In Europe and other developed countries, it has become fashionable to use alternative energy sources such as solar energy. Germany is a leader in the use of this type of energy. In general, Germany has always been distinguished by its thirst for technology, and for this we have great respect, well done. In Russia they are also trying to use solar panels, but unfortunately the efficiency of this type of energy in our latitudes is minimal, unlike those countries where it can be sunny every day. However, to complement smart home This energy option is quite acceptable.
Practice shows that the service life of solar panels can exceed 20 years. Solar stations in Europe and the USA have shown a 10% decrease in module power over the course of 25 years. Based on these statistics, we can talk about the real service life of solar monocrystalline modules for more than 30 years.
Polycrystalline modules typically last more than 20 years.
Amorphous silicon modules have a service life of 7 years (first generation of thin-film modules) to 20 years (second generation of thin-film modules). Thin film modules can lose from 10 to 40% of power in the first 2 years of operation. Due to this, about 90% of the PV module market currently consists of crystalline silicon modules.
But monocrystalline modules are only an energy receiver. The main problem is energy accumulation. Batteries have a service life of 2 to 15 years, and power electronics have a service life of 5 to 20 years. So there are no completely autonomous “set it and forget it” systems yet.
Manufacturers often provide a guarantee for modules from 10 to 25 years, with a guarantee that the power of the modules will decrease by no more than 10%. Warranty for mechanical damage from 1 to 5 years.
Crystal modules are market leaders. Installation in private homes began in the 50s, and mass use began in the late 1970s. - We can draw conclusions about the durability of these modules.
The service life of crystal modules is about 30 years. Manufacturers themselves perform accelerated tests on the operation of solar modules to assess the actual service life of the modules. An interesting point is that the solar cells themselves in solar modules have an almost unlimited service life. But the production of modules decreases over time. This is the result of the destruction of the film for sealing the module and the destruction of the rear surface of the module, as well as the gradual clouding of the EVA film layer located between the glass and the solar cells.
Manufacturers can give the most optimistic forecast - deterioration of no more than 20% over 25 years. However, measurements taken on modules actually operating since 1980 show that their output has decreased by no more than 10%. Many modules still work with the parameters declared during production (i.e., there is no degradation). Therefore, we can safely say that the modules will operate for at least 20 years, and with a high probability will provide high performance even 30 years after the start of operation.

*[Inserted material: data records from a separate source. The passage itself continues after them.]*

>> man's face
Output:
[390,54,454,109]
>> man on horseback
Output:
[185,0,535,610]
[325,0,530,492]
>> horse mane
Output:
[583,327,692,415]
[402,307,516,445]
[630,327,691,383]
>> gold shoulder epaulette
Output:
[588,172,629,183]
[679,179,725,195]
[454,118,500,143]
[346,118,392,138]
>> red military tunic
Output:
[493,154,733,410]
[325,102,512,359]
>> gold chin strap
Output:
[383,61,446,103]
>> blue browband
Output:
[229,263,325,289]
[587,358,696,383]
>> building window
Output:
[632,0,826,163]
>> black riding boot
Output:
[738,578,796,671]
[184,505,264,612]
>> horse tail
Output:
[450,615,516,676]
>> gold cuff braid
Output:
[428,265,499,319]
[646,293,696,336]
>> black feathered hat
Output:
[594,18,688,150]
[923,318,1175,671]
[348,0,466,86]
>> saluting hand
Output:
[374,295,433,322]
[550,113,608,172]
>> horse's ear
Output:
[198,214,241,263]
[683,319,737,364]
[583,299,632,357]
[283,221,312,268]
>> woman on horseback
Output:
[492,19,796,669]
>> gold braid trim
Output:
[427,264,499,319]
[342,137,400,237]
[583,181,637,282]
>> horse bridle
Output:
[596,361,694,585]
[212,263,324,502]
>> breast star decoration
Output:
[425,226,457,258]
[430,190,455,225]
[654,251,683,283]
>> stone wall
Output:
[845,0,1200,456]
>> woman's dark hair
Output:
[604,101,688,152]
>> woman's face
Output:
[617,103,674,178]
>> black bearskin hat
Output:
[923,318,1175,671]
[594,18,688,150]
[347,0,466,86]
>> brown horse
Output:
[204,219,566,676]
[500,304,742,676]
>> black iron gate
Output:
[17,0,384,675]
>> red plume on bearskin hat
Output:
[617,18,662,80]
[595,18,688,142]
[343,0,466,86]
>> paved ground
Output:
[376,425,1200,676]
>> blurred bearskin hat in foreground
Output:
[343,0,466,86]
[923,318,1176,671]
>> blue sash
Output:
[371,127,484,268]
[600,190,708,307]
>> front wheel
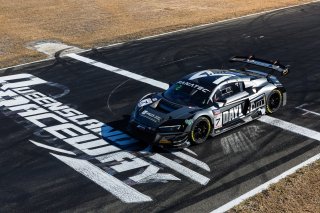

Derek Markham, a solar energy specialist at CleanTechnica, answers a question that interests the vast majority of those planning to acquire their own solar installation - How long is the life cycle of solar panels?? Or, in other words - how long can you use them??

When we decide to install a solar system, the most common question is usually “how much do solar panels cost?” Or “How much do solar panels cost?” This is natural, because for many of us, our own solar power plant is not only an environmental issue and reducing harmful emissions into the atmosphere, but also a financial issue, which, in the end, comes down to talking about our wallet, writes Ecotown.

Most solar modules that are used in home power plants have a warranty of about 25 or 30 years. This means that they are guaranteed to last for decades - unlike most other equipment that we often buy. In addition, the end of the warranty period of a solar panel does not mean that it will immediately “die” and will need to be replaced. It will continue to work, but its effectiveness will decrease somewhat every year. In fact, some older models of solar panels have been producing electricity for over 40 years and have no intention of dying. Moreover, their expected service life is still tens of years.

Several years ago, the National Renewable Energy Laboratory (NREL) conducted a study of the rates of "photovoltaic degradation" on a sample of 2,000 solar power plants. According to the study, on average a solar panel loses about half a percent (0.5%) of its operating efficiency per year. This means that at the end of the 25-year warranty period, your solar panel will operate at a still high level of efficiency - 88% of the original. However, not every panel reduces its efficiency by 0.5% annually. As evidenced by the performance of some solar modules that have been operating for more than 30 years under the sun's rays, their efficiency exceeds that indicated in their documentation.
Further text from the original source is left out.